Breakfast At Tiffany's

Blake Edwards's film is both a classic exercise in early 60s chic and an example of terminally lightweight 60s Hollywood romanticism. It is also one of those films that have acquired a status that far exceeds its true merits. Aside from the flawless gloss of the art direction, this is largely thanks to Audrey Hepburn in a role that was originally intended by Truman Capote to go to Marilyn Monroe. At the opposite end of the sexual spectrum Hepburn as that impossibly chic, shop-til-you-drop party girl, Holly Golightly, has become a gay style icon. But that’s where her character begins and ends.

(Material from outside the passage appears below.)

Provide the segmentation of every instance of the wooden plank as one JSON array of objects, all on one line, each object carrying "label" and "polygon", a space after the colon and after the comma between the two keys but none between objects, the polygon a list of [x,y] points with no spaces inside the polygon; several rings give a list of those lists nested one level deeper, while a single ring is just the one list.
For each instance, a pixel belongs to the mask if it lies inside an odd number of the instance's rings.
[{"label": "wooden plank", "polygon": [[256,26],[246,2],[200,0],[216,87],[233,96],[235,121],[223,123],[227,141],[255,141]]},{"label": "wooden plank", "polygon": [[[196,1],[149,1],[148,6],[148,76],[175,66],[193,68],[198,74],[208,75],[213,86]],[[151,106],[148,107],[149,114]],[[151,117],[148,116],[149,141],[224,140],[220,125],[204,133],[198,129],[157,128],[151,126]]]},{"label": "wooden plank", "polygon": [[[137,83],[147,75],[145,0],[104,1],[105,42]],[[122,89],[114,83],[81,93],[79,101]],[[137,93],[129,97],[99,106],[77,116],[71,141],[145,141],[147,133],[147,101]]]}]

One can imagine how the 1958 Capote novel on which the film is based, and which has a far more amoral/immoral Ms Golightly, would have been engaging but the sanitized translation into film by Edwards is typical of the kind of escapist nonsense which Hollywood was making at this time. As for Mickey Rooney's turn as Holly's Asiatic neighbour, it is as wincingly awful an example of Hollywood racial stereotyping as you’d ever want to see. George Peppard plays a handsome unsuccessful writer living in the same ritzy apartment block and “supported” by an older wealthy married woman (Patricia Neal). Of course the young un's give up their feckless ways for a life of domestic bliss together (Capote's original version had her fading into the sunset). This might have worked in 1961 but today it all looks hopelessly fake.

FYI: The film won Best Score for Henry Mancini and Best Song for Johnny Mercer for "Moon River."